India urges for greater US investment

New Delhi, March 3:

India’s finance minister told US business leaders today ‘we want your money’ as he urged them to invest in a fast-growing economy that is gearing up for further reforms.

“This is a very different India from what we were 20 years ago. In the next 20 years, we will be all the more different. All these are opportunities that beckon investment,” India’s finance minister P Chidambaram said. India, Asia’s third-largest economy, was on a sustainable eight per cent annual growth track, Chidambaram told US business leaders accompanying US president George W Bush on a three-day long visit to India that began Wednesday.

He renewed the government’s commitment to economic reforms and said he was ‘confident’ he could win passage of measures to raise foreign investment caps in key sectors such as insurance, according to the Press Trust of India.

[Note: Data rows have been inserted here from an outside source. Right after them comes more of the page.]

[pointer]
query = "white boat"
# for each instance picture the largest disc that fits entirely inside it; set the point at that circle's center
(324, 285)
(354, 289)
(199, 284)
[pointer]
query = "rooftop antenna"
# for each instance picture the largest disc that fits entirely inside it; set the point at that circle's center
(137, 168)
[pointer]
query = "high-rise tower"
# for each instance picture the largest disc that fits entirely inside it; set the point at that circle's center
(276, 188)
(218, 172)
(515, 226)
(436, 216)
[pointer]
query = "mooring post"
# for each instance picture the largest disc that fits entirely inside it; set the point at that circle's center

Higher growth meant eight million jobs in a year, 1,000 km of roads, 10,000 megawatts (MW) of power, 50 million telephone connections and the capacity to make “young children become globally competitive,” Chidambaram said.

“Let me tell you, we want your money. Those who have money have the technology also. I want your technology also. I want your good management policies, good governance norms.” The minister was speaking at a conference on Indo-US Economic Cooperation, organised by the Confederation of Indian Industry (CII), India’s leading business lobby, and the United States India Business Council.

Chidambaram’s appeal came after he announced a populist budget earlier in the week targeting the nation’s poverty-stricken masses at the same time as pledging strong growth and ‘unrelenting’ fiscal vigilance.